Introduction to RAG (Retrieval-Augmented Generation)
RAG (Retrieval-Augmented Generation) is an innovative approach that combines the strengths of information retrieval and generative models to enhance the way we access and use information.
By integrating a retrieval mechanism, RAG allows large language models to access and utilize external documents or knowledge bases, providing more accurate and contextually relevant responses.
How RAG Works
- 🔎 Finding Information: When a query is made, RAG searches through a large collection of documents, databases, or online sources to find the most relevant and useful data.
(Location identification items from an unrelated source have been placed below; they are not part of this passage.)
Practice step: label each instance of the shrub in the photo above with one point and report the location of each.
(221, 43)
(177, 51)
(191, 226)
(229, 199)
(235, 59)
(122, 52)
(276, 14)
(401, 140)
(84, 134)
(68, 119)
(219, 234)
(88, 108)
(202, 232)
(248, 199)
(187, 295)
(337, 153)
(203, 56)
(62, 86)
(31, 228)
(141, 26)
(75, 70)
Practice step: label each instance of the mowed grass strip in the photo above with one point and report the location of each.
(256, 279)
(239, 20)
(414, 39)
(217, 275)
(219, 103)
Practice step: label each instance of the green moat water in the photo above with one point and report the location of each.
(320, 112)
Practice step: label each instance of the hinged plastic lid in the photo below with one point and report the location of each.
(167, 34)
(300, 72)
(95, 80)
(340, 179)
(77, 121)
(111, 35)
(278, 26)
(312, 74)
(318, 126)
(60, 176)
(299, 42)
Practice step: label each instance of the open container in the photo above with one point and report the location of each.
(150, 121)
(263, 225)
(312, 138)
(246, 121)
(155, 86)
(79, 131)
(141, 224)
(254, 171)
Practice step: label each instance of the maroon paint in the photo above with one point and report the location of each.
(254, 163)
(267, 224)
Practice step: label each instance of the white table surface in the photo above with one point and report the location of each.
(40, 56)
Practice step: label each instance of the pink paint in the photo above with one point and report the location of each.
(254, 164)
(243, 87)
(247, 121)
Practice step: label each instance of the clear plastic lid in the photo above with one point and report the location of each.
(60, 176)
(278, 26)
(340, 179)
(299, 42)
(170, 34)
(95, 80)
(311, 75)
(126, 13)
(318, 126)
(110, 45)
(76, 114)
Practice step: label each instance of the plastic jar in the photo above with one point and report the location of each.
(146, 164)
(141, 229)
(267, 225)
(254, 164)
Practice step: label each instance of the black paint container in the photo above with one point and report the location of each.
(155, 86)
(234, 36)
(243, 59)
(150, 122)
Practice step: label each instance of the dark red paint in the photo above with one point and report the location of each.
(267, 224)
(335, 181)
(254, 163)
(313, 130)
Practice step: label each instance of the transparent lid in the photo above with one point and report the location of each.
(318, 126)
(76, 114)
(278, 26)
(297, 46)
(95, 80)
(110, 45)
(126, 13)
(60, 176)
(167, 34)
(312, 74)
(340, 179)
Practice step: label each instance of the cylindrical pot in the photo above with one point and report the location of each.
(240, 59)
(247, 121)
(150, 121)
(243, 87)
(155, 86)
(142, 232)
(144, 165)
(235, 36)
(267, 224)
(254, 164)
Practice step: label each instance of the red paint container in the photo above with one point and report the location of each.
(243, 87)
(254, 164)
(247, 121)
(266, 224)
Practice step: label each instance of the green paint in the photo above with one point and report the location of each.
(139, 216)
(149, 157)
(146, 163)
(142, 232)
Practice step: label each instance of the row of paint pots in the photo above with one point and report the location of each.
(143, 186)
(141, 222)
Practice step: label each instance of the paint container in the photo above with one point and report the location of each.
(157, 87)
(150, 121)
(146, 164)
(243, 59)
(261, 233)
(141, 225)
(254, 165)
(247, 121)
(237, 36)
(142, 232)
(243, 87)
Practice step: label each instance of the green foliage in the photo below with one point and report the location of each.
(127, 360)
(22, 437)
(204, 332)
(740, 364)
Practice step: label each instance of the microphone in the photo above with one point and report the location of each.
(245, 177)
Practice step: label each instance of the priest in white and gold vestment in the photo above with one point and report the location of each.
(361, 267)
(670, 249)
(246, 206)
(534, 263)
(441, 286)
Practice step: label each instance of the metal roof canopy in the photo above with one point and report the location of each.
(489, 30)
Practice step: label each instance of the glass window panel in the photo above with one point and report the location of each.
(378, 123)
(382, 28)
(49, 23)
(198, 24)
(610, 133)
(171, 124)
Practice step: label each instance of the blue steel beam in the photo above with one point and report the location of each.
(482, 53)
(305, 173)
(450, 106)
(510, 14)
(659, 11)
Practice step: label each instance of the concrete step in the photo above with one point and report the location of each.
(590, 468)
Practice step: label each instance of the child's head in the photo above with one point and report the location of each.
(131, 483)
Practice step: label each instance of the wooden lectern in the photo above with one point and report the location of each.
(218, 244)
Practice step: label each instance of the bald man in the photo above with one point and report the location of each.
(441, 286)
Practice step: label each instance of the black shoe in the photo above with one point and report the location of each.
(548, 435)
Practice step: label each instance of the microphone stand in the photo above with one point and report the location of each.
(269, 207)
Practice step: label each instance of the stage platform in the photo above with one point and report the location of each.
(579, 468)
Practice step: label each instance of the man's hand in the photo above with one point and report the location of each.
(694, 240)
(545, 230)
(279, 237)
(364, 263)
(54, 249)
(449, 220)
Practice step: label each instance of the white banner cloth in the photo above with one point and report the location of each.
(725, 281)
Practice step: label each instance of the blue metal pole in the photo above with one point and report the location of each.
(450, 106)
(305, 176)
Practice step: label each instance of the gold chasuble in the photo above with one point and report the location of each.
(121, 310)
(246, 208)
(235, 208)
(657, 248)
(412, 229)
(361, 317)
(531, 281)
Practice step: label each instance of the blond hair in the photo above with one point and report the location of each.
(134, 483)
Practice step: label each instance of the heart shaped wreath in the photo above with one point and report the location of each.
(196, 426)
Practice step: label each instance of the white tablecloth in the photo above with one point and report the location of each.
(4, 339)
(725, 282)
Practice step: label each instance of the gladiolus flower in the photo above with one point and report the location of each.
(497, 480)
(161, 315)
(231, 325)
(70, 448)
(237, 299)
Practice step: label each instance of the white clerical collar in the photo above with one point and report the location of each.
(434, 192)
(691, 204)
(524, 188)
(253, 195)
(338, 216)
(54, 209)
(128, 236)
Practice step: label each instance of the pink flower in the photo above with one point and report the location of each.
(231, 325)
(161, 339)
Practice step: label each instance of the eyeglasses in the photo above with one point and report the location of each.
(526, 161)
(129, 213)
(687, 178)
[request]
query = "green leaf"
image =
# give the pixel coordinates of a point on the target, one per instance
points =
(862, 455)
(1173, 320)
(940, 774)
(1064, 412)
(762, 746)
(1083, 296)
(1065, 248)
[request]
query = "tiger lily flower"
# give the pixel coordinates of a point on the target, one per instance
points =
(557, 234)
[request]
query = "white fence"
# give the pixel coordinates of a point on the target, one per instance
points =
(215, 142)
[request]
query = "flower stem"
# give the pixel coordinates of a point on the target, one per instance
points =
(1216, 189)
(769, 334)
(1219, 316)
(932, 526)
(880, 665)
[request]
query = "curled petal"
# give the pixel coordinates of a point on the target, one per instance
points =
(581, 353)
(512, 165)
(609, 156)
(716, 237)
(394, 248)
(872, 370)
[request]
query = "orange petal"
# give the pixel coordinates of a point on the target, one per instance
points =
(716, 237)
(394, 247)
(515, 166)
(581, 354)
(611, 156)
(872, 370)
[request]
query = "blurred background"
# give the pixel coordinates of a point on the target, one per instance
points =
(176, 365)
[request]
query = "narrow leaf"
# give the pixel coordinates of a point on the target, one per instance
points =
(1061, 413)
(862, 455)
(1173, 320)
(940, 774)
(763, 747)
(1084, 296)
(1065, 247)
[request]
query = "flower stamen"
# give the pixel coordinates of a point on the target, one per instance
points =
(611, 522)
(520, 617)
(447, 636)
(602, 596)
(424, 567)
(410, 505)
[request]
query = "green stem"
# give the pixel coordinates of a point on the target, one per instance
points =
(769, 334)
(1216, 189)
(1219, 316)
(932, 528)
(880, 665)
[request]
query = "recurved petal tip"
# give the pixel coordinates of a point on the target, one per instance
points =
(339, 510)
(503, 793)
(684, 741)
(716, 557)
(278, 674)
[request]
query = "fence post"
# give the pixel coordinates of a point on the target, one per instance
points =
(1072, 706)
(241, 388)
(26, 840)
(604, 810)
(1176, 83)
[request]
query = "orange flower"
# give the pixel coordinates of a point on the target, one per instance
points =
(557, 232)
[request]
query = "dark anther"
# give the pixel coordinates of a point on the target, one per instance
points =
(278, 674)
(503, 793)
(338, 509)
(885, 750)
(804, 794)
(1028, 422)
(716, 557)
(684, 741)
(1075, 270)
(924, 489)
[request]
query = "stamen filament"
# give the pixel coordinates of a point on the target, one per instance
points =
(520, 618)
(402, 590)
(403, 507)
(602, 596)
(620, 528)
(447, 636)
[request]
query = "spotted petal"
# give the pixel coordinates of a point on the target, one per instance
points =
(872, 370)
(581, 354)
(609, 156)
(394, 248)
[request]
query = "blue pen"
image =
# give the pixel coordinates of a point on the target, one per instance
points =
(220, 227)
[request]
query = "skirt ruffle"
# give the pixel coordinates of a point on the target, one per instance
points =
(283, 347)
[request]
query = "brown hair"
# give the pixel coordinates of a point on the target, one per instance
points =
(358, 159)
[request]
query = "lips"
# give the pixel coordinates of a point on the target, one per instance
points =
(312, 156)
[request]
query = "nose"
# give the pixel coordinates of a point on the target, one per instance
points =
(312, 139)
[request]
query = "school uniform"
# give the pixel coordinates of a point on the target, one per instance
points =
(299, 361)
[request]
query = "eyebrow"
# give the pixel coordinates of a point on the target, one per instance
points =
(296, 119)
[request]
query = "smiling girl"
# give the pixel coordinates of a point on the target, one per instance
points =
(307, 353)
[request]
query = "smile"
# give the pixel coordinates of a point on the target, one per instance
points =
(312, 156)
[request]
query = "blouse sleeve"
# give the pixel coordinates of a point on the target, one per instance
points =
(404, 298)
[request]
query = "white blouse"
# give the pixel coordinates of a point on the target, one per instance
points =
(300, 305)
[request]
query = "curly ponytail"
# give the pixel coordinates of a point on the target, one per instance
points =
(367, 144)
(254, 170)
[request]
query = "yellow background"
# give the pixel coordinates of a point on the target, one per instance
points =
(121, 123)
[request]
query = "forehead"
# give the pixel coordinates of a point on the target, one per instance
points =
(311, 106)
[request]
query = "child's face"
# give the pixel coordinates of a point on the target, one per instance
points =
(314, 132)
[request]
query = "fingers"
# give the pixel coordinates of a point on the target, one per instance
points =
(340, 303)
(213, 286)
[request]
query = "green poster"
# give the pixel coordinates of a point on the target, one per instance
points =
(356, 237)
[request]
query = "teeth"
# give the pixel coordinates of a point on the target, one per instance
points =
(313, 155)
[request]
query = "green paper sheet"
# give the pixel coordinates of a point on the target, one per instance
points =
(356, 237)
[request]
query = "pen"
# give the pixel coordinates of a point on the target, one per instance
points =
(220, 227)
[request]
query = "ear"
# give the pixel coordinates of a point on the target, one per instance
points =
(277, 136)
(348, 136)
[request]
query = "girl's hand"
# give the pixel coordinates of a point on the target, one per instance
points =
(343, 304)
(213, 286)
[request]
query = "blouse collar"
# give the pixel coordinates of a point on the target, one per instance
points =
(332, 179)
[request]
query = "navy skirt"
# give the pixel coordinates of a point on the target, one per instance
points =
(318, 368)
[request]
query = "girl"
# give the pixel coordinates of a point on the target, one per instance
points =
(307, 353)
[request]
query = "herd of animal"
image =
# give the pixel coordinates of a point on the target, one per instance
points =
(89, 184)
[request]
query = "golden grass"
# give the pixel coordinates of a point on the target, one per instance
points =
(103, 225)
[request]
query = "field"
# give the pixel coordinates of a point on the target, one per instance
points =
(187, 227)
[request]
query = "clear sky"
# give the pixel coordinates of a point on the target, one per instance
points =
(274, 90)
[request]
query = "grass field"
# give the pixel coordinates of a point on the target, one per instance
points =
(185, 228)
- 🖋️ Generating Responses: Using the retrieved information, RAG generates clear and accurate responses tailored to the specific query.
Key concepts
Glossary
- Large Langage Model (LLM): A type of artificial neural networks (mostly autoregressive attention-based networks, aka Transformers) trained on trillons of documents to predict the most likely next word. ex:
{prompt='The capital of France is...', answer: 'Paris'}.
Recursive calls of these models can generate sentences. These sentences are contextualised by the provided prompt. - EmbeddingsModel: A subtype of LLM trained to generate vector representations of text.
- Embeddings: The vector representation of text or documents
- Vector Database: These databases enables similarity search (approximate match) that are particularly convinient to retrieve relevant and contextual information. They are fed by the vectors generated by embeddings models
- Similarity search: Retrieve the k closest documents to the input query. This retrieval is based on a distance (mostly cosine distance or dot product)
Most of RAG use cases implements two different but complementary workflows
Phase 1: Document vectorisation
This workflow aims to populate the document database with the appropriate data (vectors)
graph LR
rawdoc[Raw Document] -->|document transformer| doc[Document] -->|EmbeddingsModel| vec[Document Vector] --> db[(Vector Database)]
In RAG-Core this phase can be handled by EmbeddingsPipeline class.
Phase 2: Answer generation
This workflows produce, from a user input, a textual content (answer, document, code etc.)
graph LR
query[User query] --> |EmbeddingsModel| qv[Query Vector] --> db[(Vector Database)] --> docs[Retrieved documents]
docs --> prompt[Augmented prompt]
query --> prompt
prompt -->|LLM| anwer[Answer]
In RAG-Core this phase can be handled by RAG class
Key Benefits of RAG
- Accurate Answers: Combines information retrieval with content generation to provide precise and contextually appropriate answers.
- Efficiency: Reduces the time and effort required for manual searches and data compilation by quickly finding and synthesizing information.
- Enhanced Decision Making: Offers detailed insights and comprehensive answers, aiding in better-informed decision-making processes.
Some Application Exmaples
- ✨ Content Suggestion: Assist in creating high-quality content creator with real time suggestions based on proprietary contents
- ⚗️ Insight Research: Gathers and synthesizes information from various sources, providing detailed reports and analysis.
- 💬 Open Q&A: Extend traditional FAQ with open question fields answering most of your users concerns
- 🙋 Customer Support: Improves customer service by providing accurate and timely responses to customer queries.